Assume the average height for American women is 64 inches with a standard deviation of 2 inches.

Let Φ(z)=P(Z<z) represent the cumulative distribution function (CDF) for a standard normal curve.

Percentage of American women taller than 66 in: 1-Φ((66-64)/2) = 1-Φ(1) = 1-0.8413447 = 0.1586553 ≈ 15.87%

Percentage of American women shorter than 68 in: Φ((68-64)/2) = Φ(2) = 0.9772499 ≈ 97.72%

Percentage of American women between 60 and 66 in tall: Φ((66-64)/2)-Φ((60-64)/2) = Φ(1)-Φ(-2) = 0.8185946 ≈ 81.86%

Let z(α) represent the 100(1-α)^th percentile of the standard normal curve. Precisely: 1-α = Φ(z(α)) = Φ((x(α)-μ)/σ) where x(α) is the 100(1-α)^th percentile of the normal curve. Also, let Φ^-1(p)=z be the inverse CDF of the standard normal curve which maps a probability 'p' to its corresponding coordinate 'z' on the standard normal curve.

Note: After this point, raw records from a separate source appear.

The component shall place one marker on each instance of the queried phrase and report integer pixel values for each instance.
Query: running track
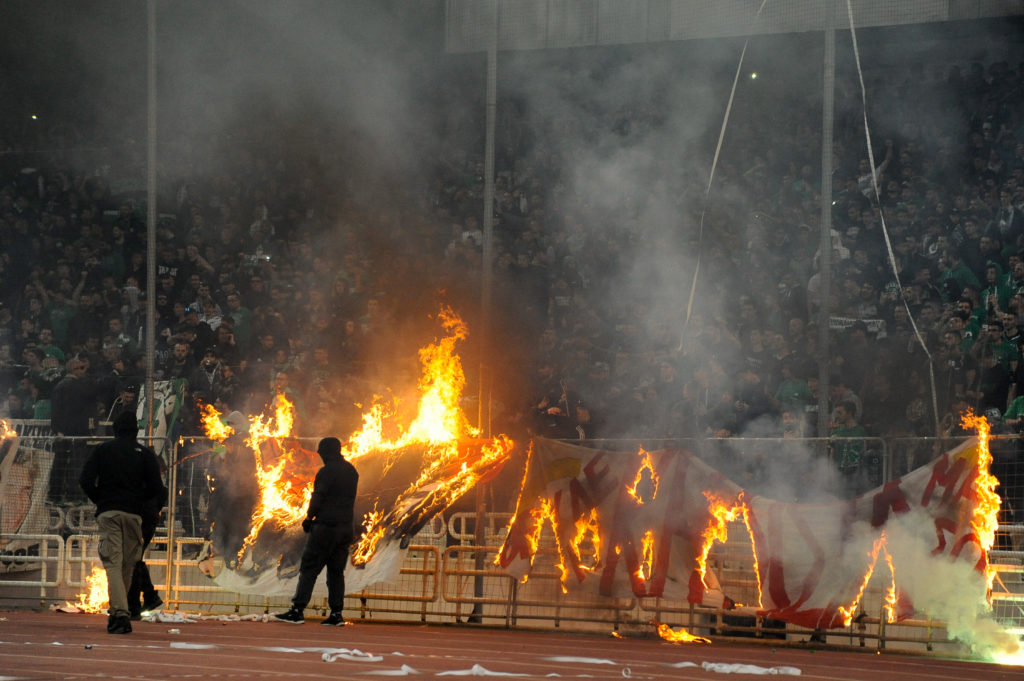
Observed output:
(56, 645)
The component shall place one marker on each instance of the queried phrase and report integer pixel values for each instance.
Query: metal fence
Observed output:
(444, 578)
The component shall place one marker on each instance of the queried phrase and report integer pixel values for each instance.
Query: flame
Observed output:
(373, 531)
(213, 426)
(646, 566)
(646, 464)
(451, 466)
(587, 529)
(890, 604)
(94, 600)
(848, 610)
(717, 529)
(985, 520)
(677, 636)
(439, 425)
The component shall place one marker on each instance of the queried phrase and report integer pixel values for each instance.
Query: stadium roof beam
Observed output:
(528, 25)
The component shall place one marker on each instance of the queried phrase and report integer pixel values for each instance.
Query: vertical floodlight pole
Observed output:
(151, 274)
(824, 260)
(486, 277)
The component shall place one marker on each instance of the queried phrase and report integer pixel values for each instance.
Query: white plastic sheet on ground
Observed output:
(477, 670)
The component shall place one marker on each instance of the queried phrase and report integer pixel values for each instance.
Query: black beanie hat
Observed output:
(125, 424)
(330, 447)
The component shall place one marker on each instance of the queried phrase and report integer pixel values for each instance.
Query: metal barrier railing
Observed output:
(438, 582)
(47, 554)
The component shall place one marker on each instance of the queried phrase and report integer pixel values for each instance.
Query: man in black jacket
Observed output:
(329, 522)
(122, 478)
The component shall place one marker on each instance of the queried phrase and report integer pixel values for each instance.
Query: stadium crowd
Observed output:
(268, 283)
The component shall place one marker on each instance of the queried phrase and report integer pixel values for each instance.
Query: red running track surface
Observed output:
(65, 646)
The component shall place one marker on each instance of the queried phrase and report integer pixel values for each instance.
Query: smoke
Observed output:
(950, 591)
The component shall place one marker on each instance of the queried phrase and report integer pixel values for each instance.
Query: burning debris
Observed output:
(408, 473)
(647, 523)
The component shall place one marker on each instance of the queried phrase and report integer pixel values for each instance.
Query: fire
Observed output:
(677, 636)
(94, 600)
(646, 465)
(890, 604)
(849, 610)
(451, 465)
(587, 529)
(985, 520)
(717, 529)
(373, 531)
(212, 425)
(646, 566)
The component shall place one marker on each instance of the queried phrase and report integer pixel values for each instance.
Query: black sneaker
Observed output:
(153, 604)
(119, 625)
(293, 616)
(334, 620)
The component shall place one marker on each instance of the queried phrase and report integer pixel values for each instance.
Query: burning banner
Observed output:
(25, 474)
(263, 479)
(643, 524)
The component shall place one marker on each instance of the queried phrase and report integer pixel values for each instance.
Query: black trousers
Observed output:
(326, 547)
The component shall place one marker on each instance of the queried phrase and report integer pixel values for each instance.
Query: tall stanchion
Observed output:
(486, 275)
(151, 271)
(824, 258)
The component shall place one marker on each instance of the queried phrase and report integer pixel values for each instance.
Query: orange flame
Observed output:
(94, 600)
(985, 520)
(646, 465)
(587, 530)
(213, 426)
(677, 636)
(717, 530)
(646, 566)
(439, 425)
(372, 529)
(890, 604)
(848, 610)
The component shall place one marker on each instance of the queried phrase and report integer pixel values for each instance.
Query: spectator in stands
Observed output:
(179, 364)
(848, 455)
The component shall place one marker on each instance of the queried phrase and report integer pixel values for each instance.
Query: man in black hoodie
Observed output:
(329, 522)
(122, 478)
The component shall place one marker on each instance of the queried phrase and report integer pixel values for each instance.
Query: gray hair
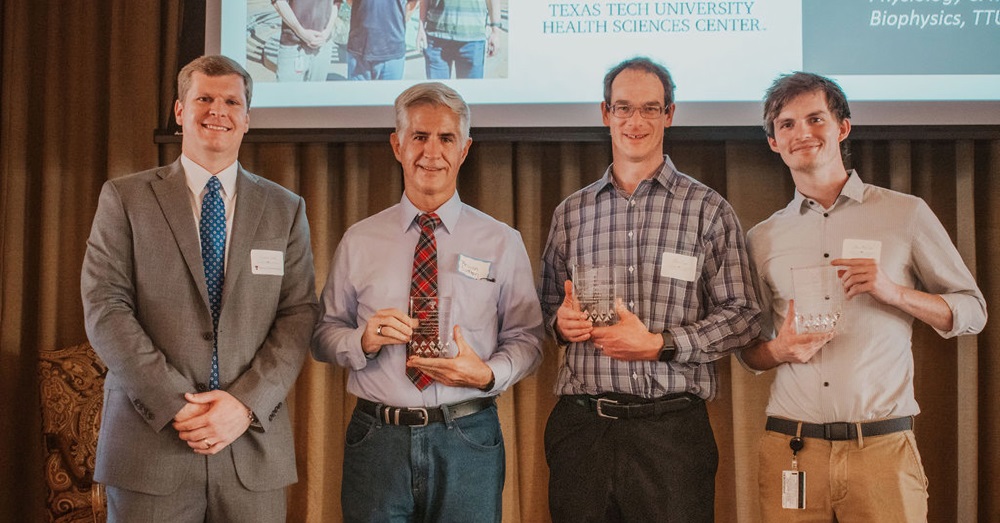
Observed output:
(432, 93)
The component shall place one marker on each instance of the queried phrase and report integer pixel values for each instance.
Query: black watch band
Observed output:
(668, 350)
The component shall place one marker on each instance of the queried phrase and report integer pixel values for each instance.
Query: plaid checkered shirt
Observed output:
(710, 317)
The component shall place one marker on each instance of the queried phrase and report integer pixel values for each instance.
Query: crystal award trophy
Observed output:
(819, 298)
(595, 288)
(431, 337)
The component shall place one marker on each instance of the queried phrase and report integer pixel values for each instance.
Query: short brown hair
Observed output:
(788, 86)
(641, 63)
(213, 65)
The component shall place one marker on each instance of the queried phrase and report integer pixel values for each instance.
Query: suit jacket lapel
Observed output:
(251, 200)
(171, 192)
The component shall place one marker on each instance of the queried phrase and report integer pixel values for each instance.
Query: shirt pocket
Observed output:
(474, 303)
(671, 294)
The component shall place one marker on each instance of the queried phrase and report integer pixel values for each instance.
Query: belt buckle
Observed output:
(600, 410)
(415, 409)
(838, 431)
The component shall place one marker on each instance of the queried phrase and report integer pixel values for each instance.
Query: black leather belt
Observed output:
(422, 416)
(840, 431)
(619, 408)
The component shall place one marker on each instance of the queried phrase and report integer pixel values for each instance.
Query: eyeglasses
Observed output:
(647, 111)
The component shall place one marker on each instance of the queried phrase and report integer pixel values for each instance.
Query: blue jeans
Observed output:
(467, 58)
(374, 70)
(450, 471)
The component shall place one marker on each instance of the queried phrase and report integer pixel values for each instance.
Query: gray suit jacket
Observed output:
(147, 316)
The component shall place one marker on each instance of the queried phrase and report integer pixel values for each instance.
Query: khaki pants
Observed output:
(879, 479)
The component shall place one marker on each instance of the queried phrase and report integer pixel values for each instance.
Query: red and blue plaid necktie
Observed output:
(424, 284)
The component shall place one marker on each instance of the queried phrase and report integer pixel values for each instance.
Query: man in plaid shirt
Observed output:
(630, 439)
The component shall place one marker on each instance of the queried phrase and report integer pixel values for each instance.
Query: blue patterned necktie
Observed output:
(212, 230)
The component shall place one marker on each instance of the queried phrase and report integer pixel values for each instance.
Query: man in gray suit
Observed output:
(199, 295)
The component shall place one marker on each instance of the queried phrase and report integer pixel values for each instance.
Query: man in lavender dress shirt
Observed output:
(435, 454)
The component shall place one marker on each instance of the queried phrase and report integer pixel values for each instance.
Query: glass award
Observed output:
(819, 298)
(596, 288)
(432, 335)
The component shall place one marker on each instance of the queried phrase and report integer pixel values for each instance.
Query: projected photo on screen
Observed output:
(540, 63)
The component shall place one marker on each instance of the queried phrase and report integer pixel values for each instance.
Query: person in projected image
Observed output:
(376, 44)
(305, 43)
(456, 36)
(424, 442)
(630, 439)
(842, 406)
(199, 295)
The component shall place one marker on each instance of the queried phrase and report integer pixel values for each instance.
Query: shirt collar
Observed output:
(448, 212)
(854, 189)
(197, 177)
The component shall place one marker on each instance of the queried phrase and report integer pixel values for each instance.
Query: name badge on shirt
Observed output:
(679, 267)
(267, 262)
(473, 268)
(862, 249)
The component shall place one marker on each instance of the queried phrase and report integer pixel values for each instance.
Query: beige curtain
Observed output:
(83, 86)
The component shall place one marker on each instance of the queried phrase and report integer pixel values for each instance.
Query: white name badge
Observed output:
(679, 267)
(862, 249)
(473, 268)
(793, 489)
(267, 262)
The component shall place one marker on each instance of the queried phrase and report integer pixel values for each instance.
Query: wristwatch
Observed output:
(668, 350)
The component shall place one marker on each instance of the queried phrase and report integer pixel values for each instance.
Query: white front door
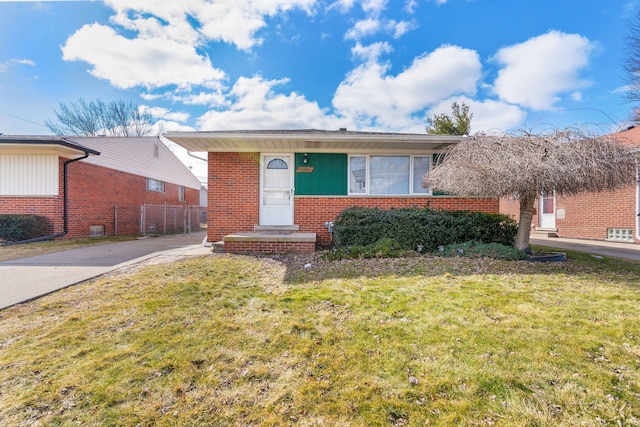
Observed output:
(548, 210)
(276, 198)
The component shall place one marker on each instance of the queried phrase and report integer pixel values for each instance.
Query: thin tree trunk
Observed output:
(524, 224)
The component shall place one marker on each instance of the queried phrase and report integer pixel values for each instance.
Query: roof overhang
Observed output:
(310, 140)
(43, 145)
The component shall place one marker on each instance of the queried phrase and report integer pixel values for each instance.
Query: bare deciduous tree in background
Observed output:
(116, 118)
(524, 165)
(458, 123)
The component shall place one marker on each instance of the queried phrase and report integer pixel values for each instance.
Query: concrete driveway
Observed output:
(24, 279)
(597, 247)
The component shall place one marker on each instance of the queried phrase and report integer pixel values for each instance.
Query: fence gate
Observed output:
(165, 219)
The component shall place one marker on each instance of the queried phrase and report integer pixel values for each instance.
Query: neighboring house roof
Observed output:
(43, 145)
(310, 140)
(145, 156)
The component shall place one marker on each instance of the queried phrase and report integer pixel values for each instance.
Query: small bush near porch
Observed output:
(230, 340)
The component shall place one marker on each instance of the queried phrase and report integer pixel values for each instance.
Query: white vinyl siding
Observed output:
(29, 175)
(155, 185)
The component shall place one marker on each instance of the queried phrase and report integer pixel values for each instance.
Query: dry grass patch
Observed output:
(231, 340)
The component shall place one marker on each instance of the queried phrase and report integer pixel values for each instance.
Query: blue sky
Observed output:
(382, 65)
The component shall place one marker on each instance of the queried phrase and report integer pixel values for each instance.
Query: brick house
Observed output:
(77, 182)
(613, 216)
(295, 182)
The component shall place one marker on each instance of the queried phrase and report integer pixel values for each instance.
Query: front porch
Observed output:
(268, 240)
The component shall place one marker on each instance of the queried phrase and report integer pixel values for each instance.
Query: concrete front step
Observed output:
(545, 232)
(276, 228)
(270, 242)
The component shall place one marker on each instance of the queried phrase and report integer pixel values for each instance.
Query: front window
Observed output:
(388, 175)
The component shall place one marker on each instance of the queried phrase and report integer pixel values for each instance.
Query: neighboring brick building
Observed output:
(596, 216)
(299, 180)
(123, 172)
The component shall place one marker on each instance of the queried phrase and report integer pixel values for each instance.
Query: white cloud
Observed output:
(229, 21)
(4, 66)
(165, 114)
(410, 6)
(372, 97)
(211, 99)
(150, 63)
(489, 116)
(256, 105)
(401, 28)
(374, 6)
(363, 28)
(541, 69)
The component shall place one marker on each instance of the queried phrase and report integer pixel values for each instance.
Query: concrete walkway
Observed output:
(613, 249)
(25, 279)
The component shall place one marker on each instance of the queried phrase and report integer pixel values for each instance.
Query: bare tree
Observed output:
(116, 118)
(524, 165)
(459, 123)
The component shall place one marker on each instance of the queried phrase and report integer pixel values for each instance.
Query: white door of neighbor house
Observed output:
(548, 210)
(276, 198)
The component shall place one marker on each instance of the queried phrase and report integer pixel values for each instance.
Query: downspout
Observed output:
(65, 217)
(637, 200)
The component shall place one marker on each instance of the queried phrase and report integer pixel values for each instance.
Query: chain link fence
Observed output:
(154, 220)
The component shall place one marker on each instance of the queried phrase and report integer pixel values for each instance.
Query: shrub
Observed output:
(482, 250)
(17, 227)
(383, 248)
(425, 228)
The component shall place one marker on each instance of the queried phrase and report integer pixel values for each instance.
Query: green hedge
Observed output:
(17, 227)
(425, 228)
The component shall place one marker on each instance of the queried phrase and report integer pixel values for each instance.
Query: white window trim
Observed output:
(367, 157)
(148, 187)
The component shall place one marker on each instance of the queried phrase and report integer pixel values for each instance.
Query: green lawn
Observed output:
(242, 341)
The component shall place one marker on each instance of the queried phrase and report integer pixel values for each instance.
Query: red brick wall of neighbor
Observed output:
(588, 215)
(231, 210)
(93, 193)
(51, 207)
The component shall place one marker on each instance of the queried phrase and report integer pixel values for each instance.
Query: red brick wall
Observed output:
(588, 215)
(234, 193)
(311, 213)
(50, 207)
(93, 193)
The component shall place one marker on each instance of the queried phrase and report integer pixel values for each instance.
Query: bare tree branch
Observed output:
(116, 118)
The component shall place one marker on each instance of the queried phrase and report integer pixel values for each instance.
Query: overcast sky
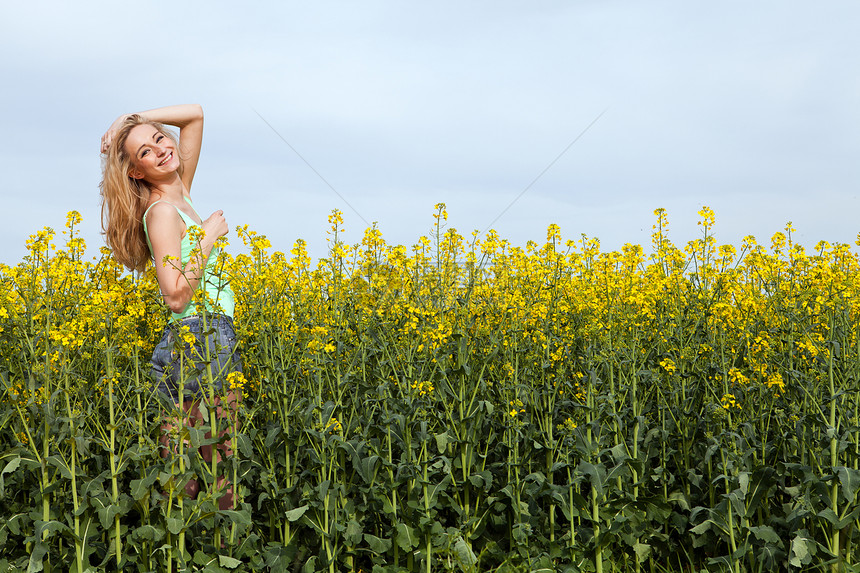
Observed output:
(752, 108)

Let x(0.002) denote Jenny's height, since she is taller than 100(1-0.002)% of American women. From above, we have:

0.998 = Φ((x(0.002)-64)/2); take the inverse CDF of both sides

Φ^-1(0.998) = (x(0.002)-64)/2; now solve for x(0.002) algebraically. Φ^-1(0.002) can be found in a table or calculated using software.

I get x(0.002) = 2(2.878162)+64 = 69.75632. So Jenny is about 69.76 in. tall.

I hope that helps! Let me know if anything is unclear.

For this problem, you need to understand the 68-95-99.7 rule. This states that in a normal distribution, 68% of the data is within 1 standard deviation of the mean, 95% is within 2 standard deviations, and 99.7% is within 3 standard deviations. I suggest you look up a picture of this to visualize what this looks like on a curve.

a) 66 inches is 1 standard deviation away from the mean, so use the 68% part of the rule. To find the percentile for a height of 66 inches, divide 68% by 2 because you are looking at heights greater than the mean, so you get 34%, and then add this to 50% (the mean). This means the percentile is 84. To find the percent of women taller than 66 inches, you subtract 84 from 100 and get 16. This means 16% of American women are taller than 66 inches.

b) 68 inches is 2 standard deviations from the mean, so use the 95% part of the rule. To find the percentile, divide 95% by 2 and add to 50%, so you get 97.5 as the percentile. This means 97.5% of American women are less than 68 inches tall.

c) 60 is 2 standard deviations from the mean and 66 is 1 standard deviation from the mean. 34% of the data (68%/2) falls between 64 and 66, and 47.5% (95%/2) of the data falls between 60 and 64, so add these values to find that 81.5% of American women fall between 60 and 66 inches.

d) The 99.7% rule is for values that are 3 standard deviations from the mean. This means if Jenny is taller than 99.8% of American women, then she is 3 standard deviations above the mean, so her height is 70 inches.